Copyright (c) 2023 Xiaomi Corporation

  --tokens                        Required. Path to tokens.txt
  --provider                      (Default: cpu) Provider, e.g., cpu, coreml
  --encoder                       Required. Path to encoder.onnx
  --decoder                       Required. Path to decoder.onnx
  --joiner                        Required. Path to joiner.onnx
  --num-threads                   (Default: 1) Number of threads for computation
  --decoding-method               (Default: greedy_search) Valid decoding
                                  methods are: greedy_search,
                                  modified_beam_search
  --debug                         (Default: false) True to show model info
                                  during loading
  --sample-rate                   (Default: 16000) Sample rate of the data used
                                  to train the model
  --max-active-paths              (Default: 4) Used only when --decoding--method
                                  is modified_beam_search.
                                  It specifies number of active paths to keep
                                  during the search
  --enable-endpoint               (Default: true) True to enable endpoint
                                  detection.
  --rule1-min-trailing-silence    (Default: 2.4) An endpoint is detected if
                                  trailing silence in seconds is
                                  larger than this value even if nothing has
                                  been decoded. Used only when --enable-endpoint
                                  is true.
  --rule2-min-trailing-silence    (Default: 0.8) An endpoint is detected if
                                  trailing silence in seconds is
                                  larger than this value after something that is
                                  not blank has been decoded. Used
                                  only when --enable-endpoint is true.
  --rule3-min-utterance-length    (Default: 20) An endpoint is detected if the
                                  utterance in seconds is
                                  larger than this value. Used only when
                                  --enable-endpoint is true.
  --help                          Display this help screen.
  --version                       Display version information.

Now let us refer to Pre-trained models to download a streaming model.

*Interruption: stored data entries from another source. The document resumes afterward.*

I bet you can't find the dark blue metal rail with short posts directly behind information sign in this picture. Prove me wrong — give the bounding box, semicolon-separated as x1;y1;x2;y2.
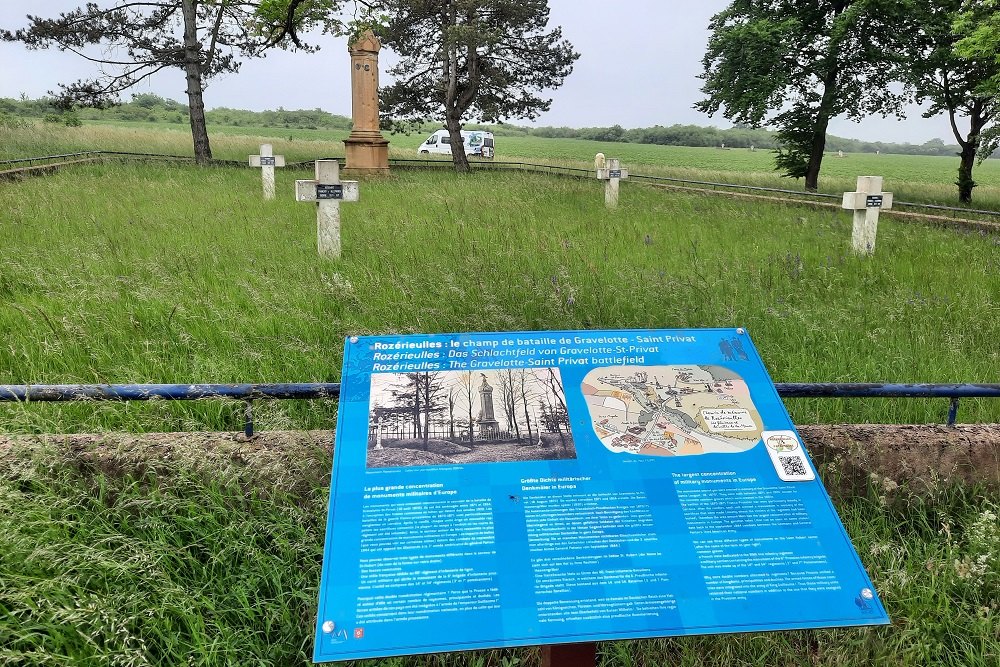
0;382;1000;437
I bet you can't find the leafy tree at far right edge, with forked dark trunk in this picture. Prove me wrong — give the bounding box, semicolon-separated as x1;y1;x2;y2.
904;0;1000;204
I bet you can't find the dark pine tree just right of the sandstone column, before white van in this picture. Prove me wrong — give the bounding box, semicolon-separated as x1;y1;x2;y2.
379;0;579;172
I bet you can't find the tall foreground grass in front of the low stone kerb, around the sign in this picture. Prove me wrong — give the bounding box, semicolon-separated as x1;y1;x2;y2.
0;440;1000;667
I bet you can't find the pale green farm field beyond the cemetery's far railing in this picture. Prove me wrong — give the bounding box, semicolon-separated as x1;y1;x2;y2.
0;122;1000;210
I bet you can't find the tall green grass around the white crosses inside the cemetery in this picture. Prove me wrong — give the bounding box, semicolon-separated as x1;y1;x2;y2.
0;164;1000;432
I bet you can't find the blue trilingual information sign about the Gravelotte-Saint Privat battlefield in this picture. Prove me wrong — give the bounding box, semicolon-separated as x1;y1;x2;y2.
314;329;888;662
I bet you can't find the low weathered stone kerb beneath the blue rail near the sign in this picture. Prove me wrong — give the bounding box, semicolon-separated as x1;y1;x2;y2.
0;424;1000;491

We give one example below for demonstration.

Streaming transducer

We will use csukuangfj/sherpa-onnx-streaming-zipformer-en-2023-06-26 (English) as an example.

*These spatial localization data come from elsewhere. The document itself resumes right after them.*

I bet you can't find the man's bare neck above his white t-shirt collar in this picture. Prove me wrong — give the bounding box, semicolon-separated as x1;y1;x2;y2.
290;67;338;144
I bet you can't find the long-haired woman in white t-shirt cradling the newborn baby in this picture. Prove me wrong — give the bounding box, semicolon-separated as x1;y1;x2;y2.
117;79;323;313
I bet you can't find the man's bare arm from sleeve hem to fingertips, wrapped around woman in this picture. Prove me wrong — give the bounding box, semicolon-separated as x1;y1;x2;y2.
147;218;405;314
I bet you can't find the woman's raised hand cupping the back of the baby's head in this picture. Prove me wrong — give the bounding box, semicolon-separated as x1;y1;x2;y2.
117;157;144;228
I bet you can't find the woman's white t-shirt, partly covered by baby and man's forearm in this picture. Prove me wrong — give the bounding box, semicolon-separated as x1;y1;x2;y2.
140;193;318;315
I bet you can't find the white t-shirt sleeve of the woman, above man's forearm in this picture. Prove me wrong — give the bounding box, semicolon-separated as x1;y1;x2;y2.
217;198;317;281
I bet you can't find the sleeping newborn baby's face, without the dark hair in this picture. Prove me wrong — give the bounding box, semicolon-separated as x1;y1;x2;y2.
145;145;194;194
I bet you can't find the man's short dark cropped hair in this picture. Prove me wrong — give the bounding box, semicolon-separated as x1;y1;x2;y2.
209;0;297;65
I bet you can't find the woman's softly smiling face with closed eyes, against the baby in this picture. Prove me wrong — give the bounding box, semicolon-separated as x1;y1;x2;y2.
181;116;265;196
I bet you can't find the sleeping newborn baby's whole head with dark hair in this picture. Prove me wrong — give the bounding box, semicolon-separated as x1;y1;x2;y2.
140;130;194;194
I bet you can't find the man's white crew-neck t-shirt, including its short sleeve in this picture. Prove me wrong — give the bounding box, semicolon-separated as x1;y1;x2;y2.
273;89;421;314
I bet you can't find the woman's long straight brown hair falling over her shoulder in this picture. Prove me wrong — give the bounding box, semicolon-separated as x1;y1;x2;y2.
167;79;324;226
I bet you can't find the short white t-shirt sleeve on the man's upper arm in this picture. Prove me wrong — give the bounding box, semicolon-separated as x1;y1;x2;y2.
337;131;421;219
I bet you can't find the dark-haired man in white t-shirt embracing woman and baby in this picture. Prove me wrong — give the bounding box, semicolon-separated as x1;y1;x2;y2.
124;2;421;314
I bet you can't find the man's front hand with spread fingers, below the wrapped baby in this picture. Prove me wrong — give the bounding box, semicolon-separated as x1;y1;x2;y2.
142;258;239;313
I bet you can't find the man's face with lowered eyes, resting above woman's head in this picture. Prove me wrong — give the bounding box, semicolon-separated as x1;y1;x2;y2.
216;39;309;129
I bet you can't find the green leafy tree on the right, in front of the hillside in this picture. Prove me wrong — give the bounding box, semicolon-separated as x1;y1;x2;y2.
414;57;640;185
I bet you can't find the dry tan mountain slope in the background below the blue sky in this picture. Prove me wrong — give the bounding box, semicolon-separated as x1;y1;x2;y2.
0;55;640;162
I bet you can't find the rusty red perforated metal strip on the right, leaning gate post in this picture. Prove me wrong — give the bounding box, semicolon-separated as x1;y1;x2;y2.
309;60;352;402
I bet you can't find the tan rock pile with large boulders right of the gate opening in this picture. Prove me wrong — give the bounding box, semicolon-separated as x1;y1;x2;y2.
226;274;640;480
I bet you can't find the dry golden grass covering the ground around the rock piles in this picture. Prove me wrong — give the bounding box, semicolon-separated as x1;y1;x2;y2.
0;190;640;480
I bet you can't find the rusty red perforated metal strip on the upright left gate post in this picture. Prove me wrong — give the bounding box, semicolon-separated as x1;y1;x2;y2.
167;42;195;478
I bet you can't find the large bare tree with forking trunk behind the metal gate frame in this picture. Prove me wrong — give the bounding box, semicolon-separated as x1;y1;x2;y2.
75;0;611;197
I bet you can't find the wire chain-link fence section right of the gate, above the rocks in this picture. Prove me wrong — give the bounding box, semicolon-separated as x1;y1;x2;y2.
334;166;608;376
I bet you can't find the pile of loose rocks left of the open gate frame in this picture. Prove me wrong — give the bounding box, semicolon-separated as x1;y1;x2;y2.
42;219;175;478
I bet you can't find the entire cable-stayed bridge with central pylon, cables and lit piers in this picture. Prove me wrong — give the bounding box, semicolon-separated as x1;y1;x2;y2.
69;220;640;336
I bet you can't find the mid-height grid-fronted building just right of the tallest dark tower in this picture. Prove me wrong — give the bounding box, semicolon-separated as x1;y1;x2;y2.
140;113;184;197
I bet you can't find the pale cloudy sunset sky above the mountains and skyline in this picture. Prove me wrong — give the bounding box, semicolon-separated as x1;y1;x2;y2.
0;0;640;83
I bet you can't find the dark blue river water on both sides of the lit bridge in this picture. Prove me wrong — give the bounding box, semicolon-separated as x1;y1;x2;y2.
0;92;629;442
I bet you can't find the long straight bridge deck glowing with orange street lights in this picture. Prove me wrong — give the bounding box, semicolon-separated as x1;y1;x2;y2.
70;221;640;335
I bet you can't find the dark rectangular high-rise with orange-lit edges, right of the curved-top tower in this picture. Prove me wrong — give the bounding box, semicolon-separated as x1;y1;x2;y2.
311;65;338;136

First, let us download it:

cd sherpa-onnx/dotnet-examples/speech-recognition-from-microphone
GIT_LFS_SKIP_SMUDGE=1 git clone https://huggingface.co/csukuangfj/sherpa-onnx-streaming-zipformer-en-2023-06-26
cd sherpa-onnx-streaming-zipformer-en-2023-06-26
git lfs pull --include "*.onnx"
cd ..

Now we can use:

dotnet run -c Release \
  --encoder ./sherpa-onnx-streaming-zipformer-en-2023-06-26/encoder-epoch-99-avg-1-chunk-16-left-128.onnx \
  --decoder ./sherpa-onnx-streaming-zipformer-en-2023-06-26/decoder-epoch-99-avg-1-chunk-16-left-128.onnx \
  --joiner ./sherpa-onnx-streaming-zipformer-en-2023-06-26/joiner-epoch-99-avg-1-chunk-16-left-128.onnx \
  --tokens ./sherpa-onnx-streaming-zipformer-en-2023-06-26/tokens.txt

You will find the following output:

PortAudio V19.7.0-devel, revision 147dd722548358763a8b649b3e4b41dfffbcfbb6
Number of devices: 5
 Device 0
   Name: Background Music
   Max input channels: 2
   Default sample rate: 44100
 Device 1
   Name: Background Music (UI Sounds)
   Max input channels: 2
   Default sample rate: 44100
 Device 2
   Name: MacBook Pro Microphone
   Max input channels: 1
   Default sample rate: 48000
 Device 3
   Name: MacBook Pro Speakers
   Max input channels: 0
   Default sample rate: 48000
 Device 4
   Name: WeMeet Audio Device
   Max input channels: 2
   Default sample rate: 48000

Use default device 2 (MacBook Pro Microphone)
StreamParameters [
  device=2
  channelCount=1
  sampleFormat=Float32
  suggestedLatency=0.034520833333333334
  hostApiSpecificStreamInfo?=[False]
]
Started! Please speak

0:  THIS IS A TEST
1:  THIS IS A SECOND TEST

colab

We provide a colab notebook Sherpa-onnx csharp api example colab notebook for you to try the C# API examples of sherpa-onnx.